El FBI había detectado una red de hackers que había trabajado para violentar contraseñas de tarjetas de crédito. El organismo alertaba a los bancos de que una de las habilidades de los piratas informáticos era la de entrar en la cuenta del cliente y anular cualquier limitación de extracción de dinero que este hubiera establecido en las retiradas de fondos. El FBI advertía hace un mes a los bancos mundiales sobre una posible estafa mediante la cual se evaporarían miles de millones de dólares en escasas horas. Secuestro de ficheros

La herramienta utilizada por estos cacos cibernéticos era el clásico malware, con el que se harían con las claves de los clientes. ¿Quién no conoce un caso cercano de ransomware, como el WannaCry, el virus que encriptaba los archivos de un usuario, al que se le obliga a pagar cantidades importantes para liberar estos archivos? El coste de caer en esta red de piratas no bajaba de los 600 euros.

“Debería desconectar el router todas las noches. No vale con apagarlo, se debe desenchufar el cable de la alimentación de corriente durante unos treinta segundos y volver a conectarlo de nuevo. Los rusos están entrando en el internet de la gente y esta es una buena forma de frenarles”. Así se manifestaba el empleado de una conocida cadena extranjera de distribución de productos de ocio.

El FBI aconsejaba a las entidades que pidieran a sus clientes el cambio de la contraseña de seguridad para acceder a los cajeros electrónicos. Hay quien asegura que la pelota se encuentra en el tejado de las entidades bancarias, que deben extremar la vigilancia de la efectividad de sus firewalls, los programas que evitan la entrada en sus redes internas de intrusos no autorizados.
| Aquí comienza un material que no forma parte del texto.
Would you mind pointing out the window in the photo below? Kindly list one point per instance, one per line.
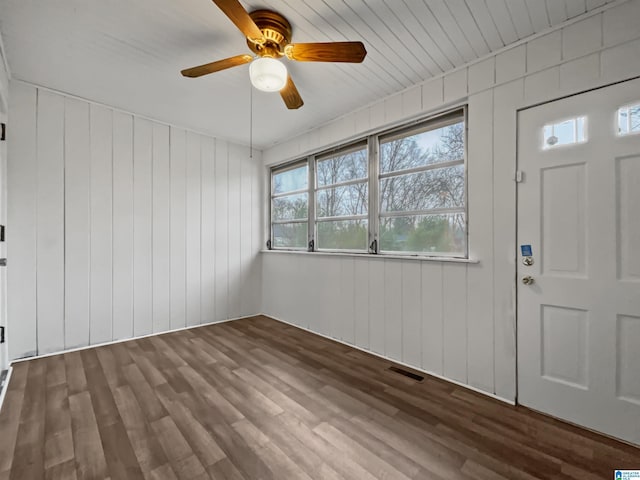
(566, 132)
(401, 192)
(342, 200)
(629, 120)
(290, 206)
(422, 190)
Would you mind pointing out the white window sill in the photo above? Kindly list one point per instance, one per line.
(369, 256)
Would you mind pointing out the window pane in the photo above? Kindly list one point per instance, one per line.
(341, 201)
(434, 146)
(291, 180)
(439, 188)
(436, 234)
(291, 207)
(342, 168)
(292, 235)
(343, 234)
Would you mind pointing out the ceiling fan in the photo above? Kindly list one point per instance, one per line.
(269, 37)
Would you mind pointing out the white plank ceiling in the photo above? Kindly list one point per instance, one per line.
(128, 54)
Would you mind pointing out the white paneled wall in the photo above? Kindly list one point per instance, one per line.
(120, 226)
(454, 320)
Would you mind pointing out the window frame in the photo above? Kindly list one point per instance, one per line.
(344, 149)
(446, 119)
(281, 169)
(372, 143)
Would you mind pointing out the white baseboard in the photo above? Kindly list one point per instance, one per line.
(112, 342)
(5, 386)
(384, 357)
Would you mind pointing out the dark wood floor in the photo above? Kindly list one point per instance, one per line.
(257, 399)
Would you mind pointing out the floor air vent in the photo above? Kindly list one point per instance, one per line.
(406, 373)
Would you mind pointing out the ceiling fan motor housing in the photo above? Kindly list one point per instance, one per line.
(276, 30)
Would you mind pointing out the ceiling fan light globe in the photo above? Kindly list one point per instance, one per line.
(268, 74)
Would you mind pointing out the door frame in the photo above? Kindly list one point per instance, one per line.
(4, 349)
(517, 219)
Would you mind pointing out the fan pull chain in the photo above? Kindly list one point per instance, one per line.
(250, 120)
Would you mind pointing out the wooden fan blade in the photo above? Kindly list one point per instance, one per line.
(290, 95)
(239, 16)
(216, 66)
(351, 52)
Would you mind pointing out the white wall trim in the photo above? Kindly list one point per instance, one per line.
(137, 115)
(371, 256)
(384, 357)
(5, 387)
(112, 342)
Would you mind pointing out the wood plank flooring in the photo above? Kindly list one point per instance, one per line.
(257, 399)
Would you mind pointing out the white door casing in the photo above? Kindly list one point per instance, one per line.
(4, 355)
(579, 209)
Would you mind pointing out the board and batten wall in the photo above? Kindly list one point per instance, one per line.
(119, 226)
(455, 320)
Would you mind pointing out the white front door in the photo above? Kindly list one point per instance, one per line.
(579, 210)
(4, 359)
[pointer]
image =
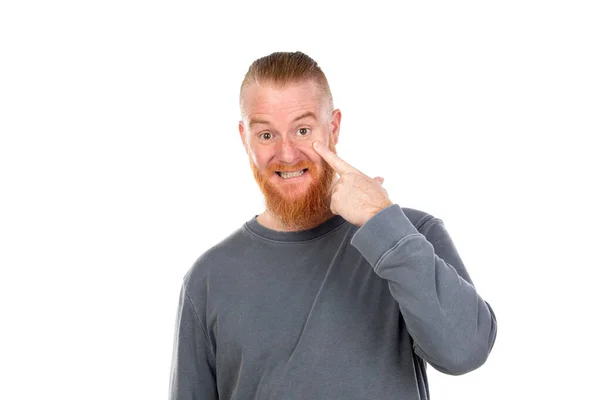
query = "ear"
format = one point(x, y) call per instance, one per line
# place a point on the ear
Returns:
point(242, 136)
point(336, 120)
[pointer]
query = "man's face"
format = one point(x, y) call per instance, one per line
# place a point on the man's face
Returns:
point(278, 129)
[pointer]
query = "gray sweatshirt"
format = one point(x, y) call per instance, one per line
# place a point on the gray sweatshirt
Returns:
point(333, 312)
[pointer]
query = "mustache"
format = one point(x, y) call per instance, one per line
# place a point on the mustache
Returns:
point(287, 168)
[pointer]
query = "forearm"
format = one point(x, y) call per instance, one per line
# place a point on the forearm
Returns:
point(453, 328)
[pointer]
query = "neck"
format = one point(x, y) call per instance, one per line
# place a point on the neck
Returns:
point(269, 220)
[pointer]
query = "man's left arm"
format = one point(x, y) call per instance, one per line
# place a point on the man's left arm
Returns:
point(453, 328)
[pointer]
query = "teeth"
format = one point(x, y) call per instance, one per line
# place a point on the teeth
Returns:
point(286, 175)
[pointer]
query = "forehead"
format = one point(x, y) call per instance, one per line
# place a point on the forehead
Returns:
point(281, 102)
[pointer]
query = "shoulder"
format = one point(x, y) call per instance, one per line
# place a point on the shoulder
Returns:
point(212, 262)
point(421, 220)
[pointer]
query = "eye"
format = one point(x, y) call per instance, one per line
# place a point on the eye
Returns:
point(303, 131)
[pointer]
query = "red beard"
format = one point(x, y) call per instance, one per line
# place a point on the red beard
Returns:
point(294, 209)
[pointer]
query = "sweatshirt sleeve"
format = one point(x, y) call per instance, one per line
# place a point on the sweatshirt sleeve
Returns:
point(193, 363)
point(452, 327)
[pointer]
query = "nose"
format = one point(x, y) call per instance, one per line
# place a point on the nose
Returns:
point(287, 151)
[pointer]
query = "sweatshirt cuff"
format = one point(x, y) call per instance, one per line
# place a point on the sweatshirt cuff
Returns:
point(382, 232)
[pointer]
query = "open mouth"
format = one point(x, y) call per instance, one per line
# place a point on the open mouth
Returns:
point(288, 175)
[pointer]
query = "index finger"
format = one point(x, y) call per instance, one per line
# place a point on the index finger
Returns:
point(340, 166)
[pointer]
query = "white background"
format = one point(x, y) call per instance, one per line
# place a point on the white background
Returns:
point(120, 163)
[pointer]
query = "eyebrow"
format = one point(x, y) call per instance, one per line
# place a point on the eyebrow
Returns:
point(307, 114)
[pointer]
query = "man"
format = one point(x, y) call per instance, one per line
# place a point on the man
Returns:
point(334, 291)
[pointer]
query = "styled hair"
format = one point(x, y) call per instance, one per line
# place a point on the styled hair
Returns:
point(283, 68)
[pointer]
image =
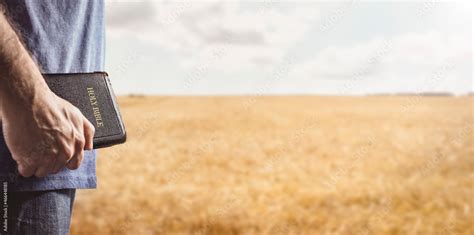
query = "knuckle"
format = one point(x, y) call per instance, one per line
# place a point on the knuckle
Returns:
point(81, 141)
point(73, 165)
point(40, 174)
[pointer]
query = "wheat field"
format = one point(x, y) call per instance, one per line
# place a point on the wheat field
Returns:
point(286, 165)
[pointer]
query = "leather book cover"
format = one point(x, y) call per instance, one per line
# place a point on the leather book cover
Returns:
point(92, 93)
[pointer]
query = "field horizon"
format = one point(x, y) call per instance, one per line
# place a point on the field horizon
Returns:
point(286, 165)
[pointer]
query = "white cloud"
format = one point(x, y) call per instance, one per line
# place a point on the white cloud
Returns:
point(259, 35)
point(404, 58)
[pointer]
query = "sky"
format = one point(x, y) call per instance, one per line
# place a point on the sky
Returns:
point(289, 47)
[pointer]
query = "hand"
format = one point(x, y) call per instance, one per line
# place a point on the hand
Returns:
point(46, 135)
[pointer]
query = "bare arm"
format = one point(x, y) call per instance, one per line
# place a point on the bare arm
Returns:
point(43, 132)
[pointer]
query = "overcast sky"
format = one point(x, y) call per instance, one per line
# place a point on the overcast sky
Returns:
point(288, 47)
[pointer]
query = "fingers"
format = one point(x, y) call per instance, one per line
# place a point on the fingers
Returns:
point(25, 171)
point(89, 132)
point(76, 160)
point(66, 150)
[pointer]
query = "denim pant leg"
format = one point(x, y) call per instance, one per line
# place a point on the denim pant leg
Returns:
point(40, 212)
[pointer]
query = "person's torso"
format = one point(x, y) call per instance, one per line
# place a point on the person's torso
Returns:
point(63, 36)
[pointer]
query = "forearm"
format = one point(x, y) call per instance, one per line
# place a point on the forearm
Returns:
point(20, 78)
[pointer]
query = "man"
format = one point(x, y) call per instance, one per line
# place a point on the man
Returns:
point(45, 142)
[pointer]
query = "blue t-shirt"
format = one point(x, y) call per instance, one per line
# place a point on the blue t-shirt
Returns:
point(63, 36)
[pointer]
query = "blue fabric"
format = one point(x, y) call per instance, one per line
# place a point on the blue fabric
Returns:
point(63, 36)
point(41, 212)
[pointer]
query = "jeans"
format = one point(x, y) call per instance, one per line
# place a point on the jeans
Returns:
point(39, 212)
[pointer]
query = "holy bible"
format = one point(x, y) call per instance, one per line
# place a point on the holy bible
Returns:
point(92, 93)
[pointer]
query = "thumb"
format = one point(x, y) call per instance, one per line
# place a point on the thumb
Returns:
point(89, 131)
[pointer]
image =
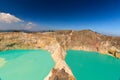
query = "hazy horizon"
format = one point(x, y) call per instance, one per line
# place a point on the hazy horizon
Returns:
point(102, 16)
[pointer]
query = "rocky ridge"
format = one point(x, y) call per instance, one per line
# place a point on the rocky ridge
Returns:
point(57, 43)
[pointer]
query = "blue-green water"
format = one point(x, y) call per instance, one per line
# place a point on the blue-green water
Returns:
point(93, 66)
point(25, 64)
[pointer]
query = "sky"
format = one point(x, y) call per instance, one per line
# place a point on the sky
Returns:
point(102, 16)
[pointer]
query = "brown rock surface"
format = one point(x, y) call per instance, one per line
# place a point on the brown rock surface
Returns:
point(58, 42)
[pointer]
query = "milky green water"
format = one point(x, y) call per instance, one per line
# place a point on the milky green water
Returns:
point(93, 66)
point(25, 64)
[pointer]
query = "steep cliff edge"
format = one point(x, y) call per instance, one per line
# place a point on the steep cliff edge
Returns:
point(57, 43)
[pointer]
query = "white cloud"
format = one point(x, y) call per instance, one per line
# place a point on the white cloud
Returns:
point(8, 18)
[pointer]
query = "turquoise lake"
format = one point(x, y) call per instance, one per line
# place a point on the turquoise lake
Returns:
point(25, 64)
point(93, 66)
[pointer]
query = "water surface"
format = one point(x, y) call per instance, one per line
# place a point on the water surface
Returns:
point(25, 64)
point(93, 66)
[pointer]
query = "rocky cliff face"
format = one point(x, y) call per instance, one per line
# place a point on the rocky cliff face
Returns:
point(57, 43)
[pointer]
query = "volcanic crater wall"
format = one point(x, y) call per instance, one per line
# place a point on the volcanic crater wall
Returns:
point(57, 43)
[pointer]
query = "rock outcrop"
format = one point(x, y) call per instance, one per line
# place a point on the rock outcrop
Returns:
point(57, 43)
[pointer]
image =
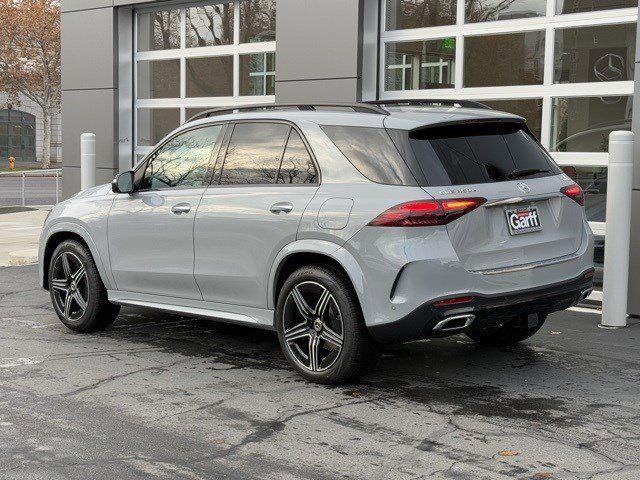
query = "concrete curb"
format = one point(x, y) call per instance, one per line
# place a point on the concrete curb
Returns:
point(28, 256)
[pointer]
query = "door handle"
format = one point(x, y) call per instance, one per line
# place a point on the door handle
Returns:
point(282, 207)
point(181, 208)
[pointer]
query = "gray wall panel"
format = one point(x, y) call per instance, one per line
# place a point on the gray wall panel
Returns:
point(338, 90)
point(89, 111)
point(88, 49)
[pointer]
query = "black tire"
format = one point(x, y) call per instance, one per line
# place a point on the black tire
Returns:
point(98, 312)
point(508, 334)
point(358, 354)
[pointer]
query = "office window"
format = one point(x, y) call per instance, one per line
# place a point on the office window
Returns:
point(579, 6)
point(583, 124)
point(200, 56)
point(403, 14)
point(420, 65)
point(501, 60)
point(603, 53)
point(492, 10)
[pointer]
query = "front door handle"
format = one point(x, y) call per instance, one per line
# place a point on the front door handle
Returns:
point(181, 208)
point(282, 207)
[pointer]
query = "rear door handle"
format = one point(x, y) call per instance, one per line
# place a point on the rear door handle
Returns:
point(282, 207)
point(181, 208)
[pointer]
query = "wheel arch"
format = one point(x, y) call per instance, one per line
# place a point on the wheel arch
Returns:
point(57, 234)
point(305, 252)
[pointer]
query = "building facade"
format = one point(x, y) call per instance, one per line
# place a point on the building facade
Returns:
point(133, 71)
point(22, 133)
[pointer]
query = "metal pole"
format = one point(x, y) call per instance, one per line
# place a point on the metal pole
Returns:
point(617, 238)
point(57, 187)
point(87, 160)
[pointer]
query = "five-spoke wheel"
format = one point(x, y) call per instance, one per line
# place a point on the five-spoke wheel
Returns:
point(313, 335)
point(320, 326)
point(69, 285)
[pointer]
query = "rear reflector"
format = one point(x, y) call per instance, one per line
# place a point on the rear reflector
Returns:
point(575, 193)
point(452, 301)
point(426, 213)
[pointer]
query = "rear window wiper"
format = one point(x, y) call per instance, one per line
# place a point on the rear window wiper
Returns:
point(526, 173)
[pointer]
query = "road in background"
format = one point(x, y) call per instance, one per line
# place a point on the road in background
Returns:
point(164, 396)
point(39, 190)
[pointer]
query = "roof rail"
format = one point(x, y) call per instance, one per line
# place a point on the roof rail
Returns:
point(356, 107)
point(425, 102)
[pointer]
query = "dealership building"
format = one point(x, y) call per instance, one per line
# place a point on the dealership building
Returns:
point(133, 71)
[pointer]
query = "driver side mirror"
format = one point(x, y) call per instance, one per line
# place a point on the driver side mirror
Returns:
point(123, 183)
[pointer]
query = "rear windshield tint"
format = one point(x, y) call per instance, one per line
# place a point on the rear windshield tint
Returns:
point(372, 152)
point(469, 154)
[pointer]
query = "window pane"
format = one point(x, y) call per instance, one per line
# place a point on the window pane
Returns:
point(403, 14)
point(210, 25)
point(158, 79)
point(254, 153)
point(468, 154)
point(595, 54)
point(210, 77)
point(155, 123)
point(183, 162)
point(372, 152)
point(584, 124)
point(501, 60)
point(257, 74)
point(420, 65)
point(490, 10)
point(575, 6)
point(159, 30)
point(531, 110)
point(257, 21)
point(297, 166)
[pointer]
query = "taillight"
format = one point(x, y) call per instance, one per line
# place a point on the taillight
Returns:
point(425, 213)
point(575, 193)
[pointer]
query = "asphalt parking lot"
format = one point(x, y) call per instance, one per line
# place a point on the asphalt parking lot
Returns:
point(164, 396)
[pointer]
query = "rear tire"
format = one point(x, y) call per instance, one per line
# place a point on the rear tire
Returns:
point(318, 311)
point(77, 292)
point(507, 335)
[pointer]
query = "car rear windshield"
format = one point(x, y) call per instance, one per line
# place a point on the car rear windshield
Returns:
point(463, 154)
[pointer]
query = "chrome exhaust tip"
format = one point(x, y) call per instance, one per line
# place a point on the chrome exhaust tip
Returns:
point(454, 323)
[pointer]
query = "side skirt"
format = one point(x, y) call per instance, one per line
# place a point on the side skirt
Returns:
point(256, 317)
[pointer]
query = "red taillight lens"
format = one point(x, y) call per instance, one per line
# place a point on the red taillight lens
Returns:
point(426, 213)
point(575, 193)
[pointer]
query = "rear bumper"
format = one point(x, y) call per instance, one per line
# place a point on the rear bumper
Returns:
point(480, 310)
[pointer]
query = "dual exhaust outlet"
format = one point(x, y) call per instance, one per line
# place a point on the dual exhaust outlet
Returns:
point(454, 323)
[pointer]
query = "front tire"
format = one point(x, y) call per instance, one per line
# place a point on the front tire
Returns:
point(508, 334)
point(321, 328)
point(77, 292)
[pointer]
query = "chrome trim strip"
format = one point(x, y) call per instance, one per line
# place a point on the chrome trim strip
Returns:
point(528, 266)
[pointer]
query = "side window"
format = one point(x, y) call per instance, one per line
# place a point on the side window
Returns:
point(297, 166)
point(182, 162)
point(254, 154)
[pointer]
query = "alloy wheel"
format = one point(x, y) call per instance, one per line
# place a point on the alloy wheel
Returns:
point(312, 326)
point(69, 286)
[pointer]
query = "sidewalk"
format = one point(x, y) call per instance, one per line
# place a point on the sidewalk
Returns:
point(19, 235)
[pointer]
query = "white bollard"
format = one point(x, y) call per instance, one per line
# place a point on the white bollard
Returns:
point(87, 160)
point(618, 230)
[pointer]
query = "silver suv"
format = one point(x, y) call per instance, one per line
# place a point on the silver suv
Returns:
point(341, 227)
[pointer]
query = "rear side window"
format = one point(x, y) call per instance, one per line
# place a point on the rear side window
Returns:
point(254, 153)
point(469, 154)
point(372, 152)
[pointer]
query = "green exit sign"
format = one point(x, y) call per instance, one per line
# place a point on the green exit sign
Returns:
point(449, 43)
Más recursos para seguridad

El riesgo de ataques informáticos ha supuesto un consumo cada vez mayor de recursos humanos en las entidades financieras. No es una cuestión que se quede sólo en el campo del Director de Seguridad de la Información (CISO, por sus siglas en inglés). Compete al Comité de Riesgo Operacional y al Comité de Control de Riesgos.

“En los años ochenta asistimos a la desaparición de las acciones como títulos físicos. Pasaron de ser un documento físico y dotado de una cierta belleza, a juzgar porque adornan aún hoy las paredes de los despachos de muchos brokers y banqueros de inversión, y se convirtieron en anotaciones en cuenta”, indica un reputado corredor de Bolsa.

Aquella costumbre de cortar el cupón con unas tijeras y recibir el dividendo del año pasó a la historia. Aquella transformación fue un tanto traumática, pero la conversión del dinero a impulsos de tecla de móvil cuenta ahora con una legión de chorizos agazapados detrás de un teclado en las sombrías noches no sólo neoyorquinas, como escenificaba el filme que da título a este reportaje, sino a las de todo el globo.

En febrero de 2016, un ciberataque al Banco Central de Bangladesh dejo el escalofriante saldo de 81 millones de dólares robados. El vicepresidente para el Reino Unido, Irlanda y Norte de Europa de la empresa de seguridad CyberArk aseguraba al medio digital ComputervorldUK que “los bancos temen ataques que se esconden detrás de privilegios internos, porque permiten que los ciberdelincuentes aparezcan como usuarios legítimos, dándoles una libertad sin precedentes, para llegar a sus activos financieros más valiosos”.